'High Noon' With Bomani Jones & Pablo Torre Is Bizarre, Cinematic, Musical - But Is It Good?

'High Noon' With Bomani Jones & Pablo Torre Is Bizarre, Cinematic, Musical - But Is It Good?

ESPN

'High Noon' With Bomani Jones & Pablo Torre Is Bizarre, Cinematic, Musical - But Is It Good?

ESPN’s newest television creation is almost a week in, and it remains mystifying. Together, Bomani Jones and Pablo Torre have left the sports world with more questions than answers. Yet, that feels like an accomplishment.

From the first A-block with the hypnotizing music noticeably playing as they spoke, it was clear Erik Rydholm (PTI, Highly Questionable, Around the Horn) wasn’t going to go ordinary. If one was of the mindset sports networks should swing for the fences with a different type of show, the fences have been swung at.

From the numerous moving camera angles, the old western style theme (hence the show name), the huge white bar on top and bottom of the screen, and the cinematic presentation, High Noon can already claim victory in less than a week in a category many shows cannot, and that is chemistry. Jones and Torre have chemistry, therefore, for 60 minutes ESPN presents two friends hanging out and joking about sports. Imagine the two smart kids at the lunch table some students love, others just don’t get …

High Noon will unequivocally draw comparisons to the last two shows added to the network, SC6 and Get Up. Neither of those are accurate comparisons as both never felt aimed toward the same type of audience that will need to embrace High Noon. 

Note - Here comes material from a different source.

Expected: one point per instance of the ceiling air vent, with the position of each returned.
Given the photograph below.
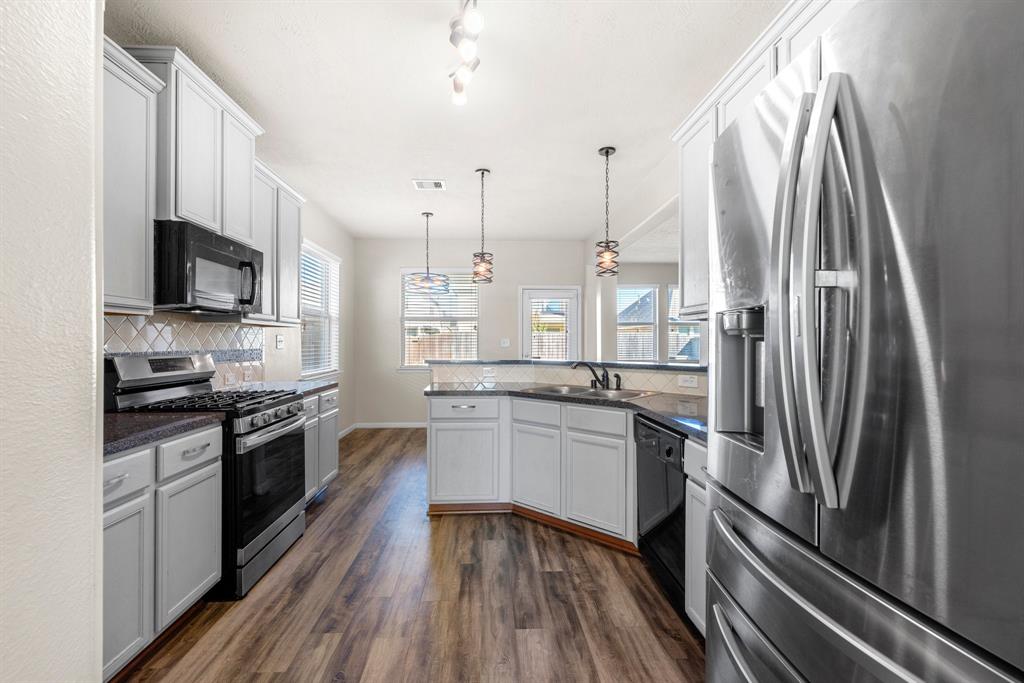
(429, 184)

Jones and Torre’s show does not feel aimed at the everyday sports fan, but instead clearly aimed in the direction of the sports fan that wants sports discussed in a much less serious way. High Noon will likely become more attractive to the sports fan that consumes The Dan Le Batard Show, Highly Questionable, and Pardon My Take as opposed to the show many are comparing it to PTI–or the show it immediately follows: First Take.

Whether or not it will be a success in doing so remains to be determined. Currently, ratings are down 15.6% year over year (June 5 -7 2017 vs June 4 -6 2018) from the noon SportsCenter that it replaced. That is on par with last week when SportsCenter drew 377 on Tuesday and 349k on Wednesday (Monday, May 28 was a holiday where it drew an unordinary 747 — all numbers according to Showbuzz Daily). It is also important to note, the target audience may consume the show in ways that are not calculated just by linear television ratings.

Early on, the show seems at its best on days and segments that are not centered around major sports stories. The weakest segments were when they were handcuffed into talking about Game 2 or 3 of the NBA Finals. When it came to topics such as them reading comical quotes, or debating “Crayfish or Crawfish,” the opposite can be said.

Is it too political? Jones and Torre did jump into Donald Trump and the NFL this week, but that was unavoidable. No real conclusion can be had based off the past week. But it is hard to imagine based on the flavor of the show, and the network’s past issues, that this will be a common occurrence.

This was not a movie that auditioned actors and actresses, it was a film that cast two actors and the storyline was created from there. Some of the most successful shows can be mimicked. That will not be the case here. This show was created for Bomani and Pablo.

What High Noon can do is become innovative. It will take seconds for critics to give their opinion, it will take months to determine if the show is a ratings success, but as of right now, the show is a QB that comes into the league and bring a completely new style to the field.

The cameras look like nothing ever seen before on sports programming, the banter is not comparable, the show is weird. But weird can be good if done right. It is still early, and this one feels like it is being done right.